Q12: Consider the following statements regarding Autoboxing and Unboxing in Java:

1. Autoboxing is the automated process where the Java compiler implicitly converts a primitive data type into its corresponding wrapper class object (e.g., 'int' to 'Integer').
2. The Java Collection Framework, including structures like ArrayList, is designed to allow the direct storage of raw primitive types like 'int' without any wrapper conversion.
3. Unboxing occurs when a wrapper class object is automatically converted back into its raw primitive form by the compiler during standard arithmetic operations or assignments.

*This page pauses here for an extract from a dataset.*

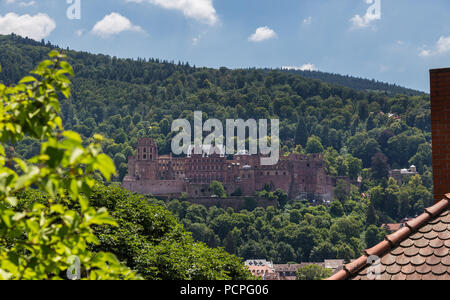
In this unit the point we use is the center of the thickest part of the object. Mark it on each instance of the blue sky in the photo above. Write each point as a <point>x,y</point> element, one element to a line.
<point>398,43</point>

Which of the above statements is/are correct?
A
Only 1 and 2
B
Only 1 and 3
C
Only 2 and 3
D
1, 2, and 3
✅ Correct Answer: B
🎯 Quick Answer:
The correct combination is 1 and 3. Statement 2 is incorrect because Java Collections (like ArrayList or HashMap) can only store Objects, making it strictly impossible to store raw primitives without utilizing their respective wrapper classes.

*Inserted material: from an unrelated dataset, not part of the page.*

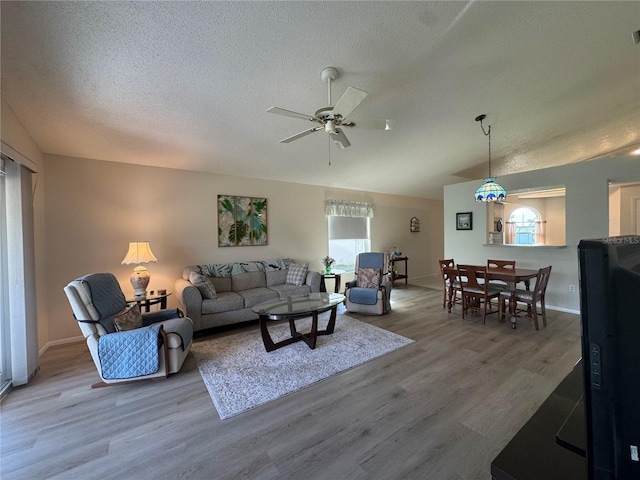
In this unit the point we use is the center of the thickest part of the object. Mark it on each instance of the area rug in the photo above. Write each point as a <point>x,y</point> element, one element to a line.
<point>240,374</point>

Concept Definition: Wrapper classes transform basic primitive data types into fully-fledged objects.
Autoboxing and Unboxing are the syntactic sugar provided by the compiler to translate between the two states seamlessly.
Structural Breakdown: The 8 primitive types map directly to 8 wrapper classes (byte to Byte, int to Integer, char to Character, boolean to Boolean, etc.). Historical/Related Context: Prior to Java 5 (released in 2004), developers had to manually convert primitives to add them to lists (e.g., list.add(Integer.valueOf(5))) and manually extract them (e.g., int x = list.get(0).intValue()). The introduction of Autoboxing automated this tedious boilerplate code.
Causal Reasoning: Because Java is fundamentally an Object-Oriented language, advanced data structures, generic types (\), and serialization APIs require objects to function.
Autoboxing bridges the gap between high-speed primitive math and high-level object manipulation, allowing developers to write cleaner, more intuitive code.